„Młoda, atrakcyjna” Kraków Arena szuka sponsora

Grafika z hasłem reklamowym fot. Agencja Rozwoju Miasta SA.

Zarządca Kraków Areny chce sprzedać prawa do nazwy, aby utrzymanie obiektu w dużym stopniu nie obciążało gminnego budżetu. W celu rozreklamowania konkursu ofert na sponsora tytularnego pracownicy ARM wymyślili nietypowe hasło reklamowe.

„Młoda, atrakcyjna pozna solidnego i bogatego sponsora na lata” – hasło reklamowe Agencji Rozwoju Krakowa wywołało niemałe zamieszanie. Komentatorzy oburzają się, że slogan ma podtekst seksualny i dyskredytuje kobiety.

Autorem hasła reklamującego konkurs ofertowy na sponsora tytularnego dla hali widowiskowo-sportowej w Czyżynach jest rzeczniczka Agencji Rozwoju Miasta Małgorzata Przedrzymirska. – Hasło zostało wymyślone przeze mnie, więc zarzut o seksistowskim tekście jest nietrafiony – wyjaśnia w rozmowie z LoveKraków.pl przedstawicielka miejskiej spółki.
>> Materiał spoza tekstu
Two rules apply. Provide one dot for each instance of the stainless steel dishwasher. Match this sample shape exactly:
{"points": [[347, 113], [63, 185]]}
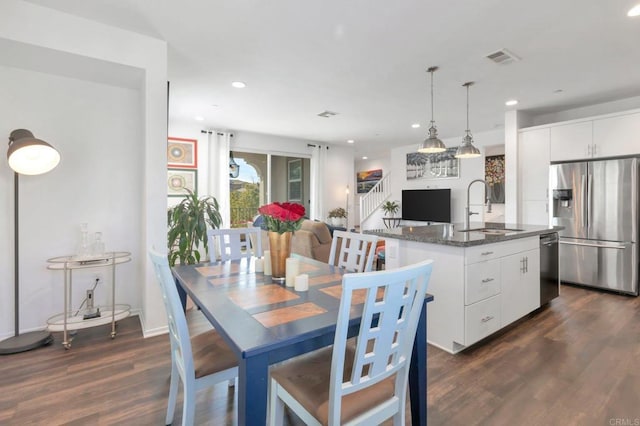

Pracownicy Agencji Rozwoju Miasta przekonują nas, że opublikowanie grafiki ze spornym hasłem było poprzedzone badaniami fokusowymi. Jak udało nam się dowiedzieć, największe opory, czy zastosować kontrowersyjne hasło, miała męska część spółki. – Hasło skierowane jest do partnerów biznesowych, co zgodne jest z założeniami przedstawionymi w warunkach konkursu – tłumaczy rzeczniczka prasowa.

Ekspert ds. marketingu sportowego: Hasło nie jest złe

Postanowiliśmy o komentarz poprosić eksperta zajmującego się marketingiem sportowym. Grzegorz Kita, właściciel Sport Management Polska, firmy która pracowała m.in. dla Legii Warszawa, Tauronu oraz związku pływackiego, mówi, że najnowsze hasło reklamowe Kraków Areny jest ciekawe.

– Hasło teoretycznie nie wygląda najlepiej, ale wbrew pozorom nie jest złe. Na rynku naming rights (prawa do nazwy własności, np. wydarzenia lub obiektu – przyp. red.) rządzi pragmatyka. Wiele obiektów w Polsce pomimo upływu wielu lat nadal nie ma sponsorów tytularnych, więc w tym obszarze najważniejsze jest działanie skuteczne lub innowacyjne, które zaintryguje lub przyciągnie uwagę sponsorów – komentuje dla LoveKraków.pl Grzegorz Kita.

Ekspert dodaje, że od pewnego czasu zmienia się komunikacja marketingowa. – Nawet w kampaniach banków czy ubezpieczycieli pojawiają się hasła lekkie, uproszczone czy z podtekstami. Reasumując, właściwe jest to, co jest skuteczne, a druga sprawa - jeżeli ten kierunek okaże się niesatysfakcjonujący, to koncept komunikacyjny po prostu zostanie zmieniony. Na pewno trzeba szukać i próbować – dodaje Kita.

ARM: Hasło działa

– Przesłanie o poszukiwaniu sponsora tytularnego miało mieć jak największy zasięg i osiągnęliśmy swój cel – cieszy się Małgorzata Przedrzymirska z Agencji Rozwoju Miasta. W spółce samorządowej wyliczyli na podstawie monitoringu mediów, że wartość wzmianek prasowych na temat hasła reklamowego wynosiła w czwartek ponad 300 tysięcy złotych.

Przedstawicielka zarządcy hali w Czyżynach zaznacza, że spodziewali się burzy medialnej po publikacji sloganu. – Spodziewaliśmy się tak szerokiego zasięgu dotarcia naszego ogłoszenia, bowiem w przemyślany sposób przeprowadziliśmy to działanie marketingowe. A co ważniejsze, otrzymaliśmy pozytywny sygnał ze środowisk, do których ten przekaz był adresowany – dodaje.